< Back

Lab 32: Spell Checking

As usual, create a directory to hold today's files. All programs that you write today should be stored in this directory.

$ cd ~/cs120/labs
$ mkdir lab32
$ cd lab32


Spell Checking

You are probably as reliant on spell checking as I am. It is a process that has evolved tremendously over the past couple of decades. Real spell checkers us a data structure known as a Tree to make retreiving of mispelled words incredibly efficient. However, if you ignore the efficiency, generating some close suggestions for mispelled words is not terribly complicated

Details

Create a file called spell_check_word.py That will allow a user to type in a word to get spell checked. Your program will read in a dictionary of words that it knows are correctly spelled. If the word the user typed in is in the dictionary file, then output that the word is spelled correctly. If it is not in the dictionary file, output all of the words that have the smallest hamming distance with the word the user typed in.

The hamming distance between the two words are the number of characters that need to be flipped in order to make the words the same. Note that the hamming distance between two words is only defined when the strings are of the same length.

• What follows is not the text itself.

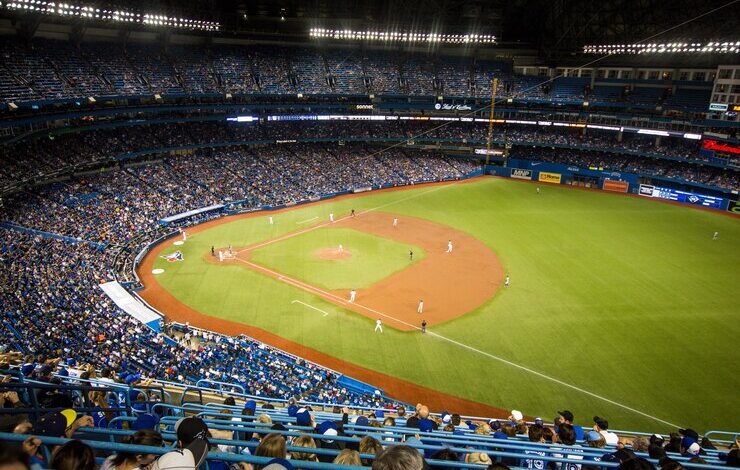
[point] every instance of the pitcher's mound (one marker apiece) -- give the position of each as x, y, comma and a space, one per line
332, 253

Word 1 Word 1 Hamming Distance
hello hello 0
hello helol 2
hello world 4

Example

$ python3 spell_checker.py 
What do you want to spell check? helol
Suggestions:
helot

$ python3 spell_checker.py 
What do you want to spell check? hello
hello is spelled correctly

Hint

  • Create a function called compute_hamming_distance(word1, word2). This function takes two strings of the same length as a parameter. It should return the hamming distance between the two words, as an integer.
  • Create a function called read_dictionary_file(file_name). The function should take a single parameter, a string which is the name of a text file representing the correctly spelled words. It should return a list of the strings from the file. Make sure you strip the whitespace off of the words from the file, otherwise your length comparisons will be incorrect.
  • You need to iterate over the entirety of the word list to find the list of suggestions. You will keep track of the smallest known hamming distance so far, as well as the list of words that have that hamming distance. If you ever find a word with a smaller hamming distance, clear out the old list and update the current known smallest hamming distance.
  • After you have tested the above functions, write a function that performs all of the steps of the program. It should use the input function to get a word from the user, and it should print out the list words with the minimum hamming distance.